Roundhouse Kick (474 kb)

Front Kick
The knee of the kicking leg is raised towards the target. The leg is snapped out until straight at the target. The instep or ball of the foot can be used in the front kick. The strike should be completely quickly so that an opponent has less time to attack the leg.


Front Kick (473 kb)

Back Kick
The back leg takes a step forward and the head quickly turns toward the back. Next, the kicking leg is raised, and the corresponding foot is thrust backward. The heel is the striking surface. A spinning back kick is primarily used to deliver blows in the rear direction.


Back Kick (475 kb)

Blocks
Instead of stopping strikes, Karateka learn to deflect them with blocks. The five major blocks in Karate are: the high, low, knife-hand, middle inner and middle outer block.

High Block
The blocking arm is thrust upward, with the forearm angled approximately 45 degrees, until it is about one fist's distance above the top of the head. This serves to block the entire head. The rising block defends the head and shoulders from a downward attack, and the face from a direct attack; the idea is to lift the opponent's strike above the head.


High Block (122 kb)

Low Block
The blocking arm is raised to the opposite site of the head with the palm facing the ear and then swept down across the front of the body. The fist stops in front of the center of the belt with the forearm angled downward at approximately 45 degrees. The other arm is retracted to the side. The down block defends the middle and lower parts of the body.


Low Block

Knife-Hand Block
The blocking hand, in knife-hand position (link to strikes section), is brought to the opposite side of the head. Then it is snapped out, crossing the face with the palm out and hand aligned with the shoulder. The knife-hand block can be used to protect both the upper and lower body from direct attacks.


Knife-Hand Block

Middle Inner Forearm Block
Beginning with the body in forward stance, the opposite fist is extended forward. It is then drawn back to the ear, and the chambered non-blocking arm is brought across the chest. At the same time, the leading foot and supporting foot switch places. The un-blocking forearm is wiped down wards, while the blocking fist is chambered. The supporting foot steps forward as well. The middle inner forearm block is used to deflect the attack to the side.

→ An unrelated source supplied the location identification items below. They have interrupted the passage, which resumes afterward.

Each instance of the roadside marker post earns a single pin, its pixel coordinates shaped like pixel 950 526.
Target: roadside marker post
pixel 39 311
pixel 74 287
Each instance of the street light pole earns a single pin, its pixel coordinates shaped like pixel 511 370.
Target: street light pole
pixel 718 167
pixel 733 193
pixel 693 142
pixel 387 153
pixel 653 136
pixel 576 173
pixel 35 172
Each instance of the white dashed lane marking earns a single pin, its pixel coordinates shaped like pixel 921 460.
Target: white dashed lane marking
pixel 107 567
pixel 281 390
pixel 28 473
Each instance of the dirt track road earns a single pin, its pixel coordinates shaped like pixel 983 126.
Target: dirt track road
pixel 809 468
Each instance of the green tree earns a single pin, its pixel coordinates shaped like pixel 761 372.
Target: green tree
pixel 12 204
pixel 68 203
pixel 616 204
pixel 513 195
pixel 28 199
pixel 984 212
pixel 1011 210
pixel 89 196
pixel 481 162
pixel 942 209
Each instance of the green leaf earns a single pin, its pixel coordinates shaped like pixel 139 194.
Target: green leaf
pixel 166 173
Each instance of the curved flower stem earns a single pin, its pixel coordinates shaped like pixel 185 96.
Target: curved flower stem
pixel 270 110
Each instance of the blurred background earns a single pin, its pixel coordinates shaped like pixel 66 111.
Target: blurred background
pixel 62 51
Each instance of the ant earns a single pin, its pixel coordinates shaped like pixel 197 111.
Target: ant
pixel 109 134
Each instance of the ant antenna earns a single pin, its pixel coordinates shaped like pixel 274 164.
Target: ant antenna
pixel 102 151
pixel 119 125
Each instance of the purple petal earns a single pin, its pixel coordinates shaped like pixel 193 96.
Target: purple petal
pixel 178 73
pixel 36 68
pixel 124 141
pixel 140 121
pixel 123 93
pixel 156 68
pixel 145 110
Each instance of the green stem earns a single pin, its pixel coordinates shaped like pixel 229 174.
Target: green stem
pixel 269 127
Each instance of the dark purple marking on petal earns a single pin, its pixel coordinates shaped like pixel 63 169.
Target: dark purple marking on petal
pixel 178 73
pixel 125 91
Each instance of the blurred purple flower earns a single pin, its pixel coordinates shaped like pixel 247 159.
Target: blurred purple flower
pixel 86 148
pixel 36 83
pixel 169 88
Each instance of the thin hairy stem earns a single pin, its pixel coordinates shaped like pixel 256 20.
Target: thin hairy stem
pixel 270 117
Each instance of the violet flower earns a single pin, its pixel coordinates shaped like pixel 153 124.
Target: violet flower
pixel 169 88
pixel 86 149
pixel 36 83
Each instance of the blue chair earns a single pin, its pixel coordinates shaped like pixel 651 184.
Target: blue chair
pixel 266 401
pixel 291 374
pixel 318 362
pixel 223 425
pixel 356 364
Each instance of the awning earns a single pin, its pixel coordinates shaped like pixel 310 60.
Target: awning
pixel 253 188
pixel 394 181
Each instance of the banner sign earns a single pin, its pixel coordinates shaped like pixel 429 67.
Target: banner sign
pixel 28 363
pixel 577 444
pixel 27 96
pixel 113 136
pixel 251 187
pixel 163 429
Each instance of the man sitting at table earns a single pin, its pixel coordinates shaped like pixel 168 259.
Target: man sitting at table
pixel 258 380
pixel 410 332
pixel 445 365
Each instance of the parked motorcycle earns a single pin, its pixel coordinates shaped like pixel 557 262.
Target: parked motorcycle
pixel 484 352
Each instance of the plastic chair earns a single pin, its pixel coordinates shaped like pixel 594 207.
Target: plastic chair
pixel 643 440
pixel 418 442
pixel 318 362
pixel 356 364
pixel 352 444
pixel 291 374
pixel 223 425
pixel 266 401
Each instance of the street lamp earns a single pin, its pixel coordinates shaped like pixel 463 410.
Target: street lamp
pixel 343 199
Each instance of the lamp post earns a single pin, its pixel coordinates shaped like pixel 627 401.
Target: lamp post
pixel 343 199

Middle Inner Forearm Block

Middle Outer Forearm Block
Beginning with the body in forward stance, the opposite fist is extended. The leading leg is brought back, and the blocking hand is placed under the right armpit, palms down. The supporting leg now takes the place of the leading leg. The blocking fist is brought up, palm up. The middle outer forearm block primarily uses the forearm area below the thumb.